Value is shared with customers rather than extracted from them
Following on from my ‘Will We See Hourly Rate Load Pricing In The Legal Industry?‘ post of last week, during the course of this week I had the chance to read a January 2019 Whitepaper by Jean-Manuel Izaret and Just Schurmann ‘Why Progressive Pricing Is Becoming a Competitive Necessity‘ published by Boston Consulting Group and the Henderson Institute.
For those who have not read it, Izaret and Schurmann’s Whitepaper provides some really thought-provoking insights, including:
- Progressive pricing scales prices up or down on the basis of the value an individual customer derives.
- the levels of pricing under progressive pricing are value-based, not means-based
- Progressive pricing seems to violate the rules of traditional economics, which assume that customers buying the same product or service will pay the same price.
- Progress pricing enables providers to offer each customer a fair, personalized product and price point.
In essence, progressive pricing enables service providers, such as law firms, to calibrate the value they provide at an individual customer level.
But, importantly to Izaret and Schurmann (see #4 of their ‘four most important differences between progressive and traditional pricing approaches‘):
Progressive pricing is a fairer way to determine prices, because customers pay a price proportional to the value they receive, rather than paying the same fixed price others pay.
For any supporters of value-based pricing, the above quote is pure gold.
But, the caveat in next line of Izaret and Schurmann’s piece is probably more crucial:
But the firm must make the case for this perceived fairness
QED, it is the duty of the firm to communicate the value the customer is getting, not the customer!

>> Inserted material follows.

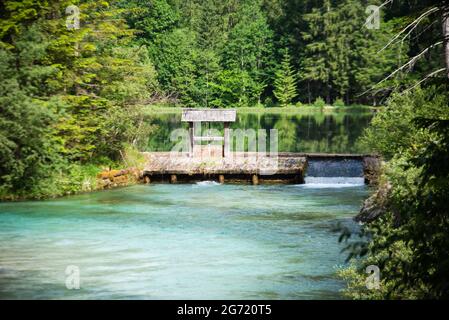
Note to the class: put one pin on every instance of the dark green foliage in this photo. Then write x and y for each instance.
(285, 82)
(66, 96)
(410, 241)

As a growing advocate of value-based pricing in professional services, one of the greatest take-outs for me was this line:
Making progressive pricing a profitable day-to-day reality can happen only if firms change how they create, define, and measure value so that they can share it fairly.
All I can say to that is “amen” – because it isn’t going to come out of utilisation and realisation rates, no matter how hard you look!
It is such a great piece I’m going to leave you with the following three quotes from this paper:
- Companies must first step back and re-imagine the concept of value in their market. How can a business combine its own capabilities with the close personal knowledge of its customers to create something that fundamentally changes a customer’s life?
- Can you define value, measure it, and get everyone to agree on what value is?
- Most firms are accustomed to expressing prices in units of product or some other basic metric such as hours. If they can instead calibrate prices in terms of unit of value, then the price per unit of value can remain constant and the amount a customer pays can scale in proportion to the value demanded. That is the essence of fairness.
Great read. If it is not on your list – add it* (*then get back to me and let me know if you agree)!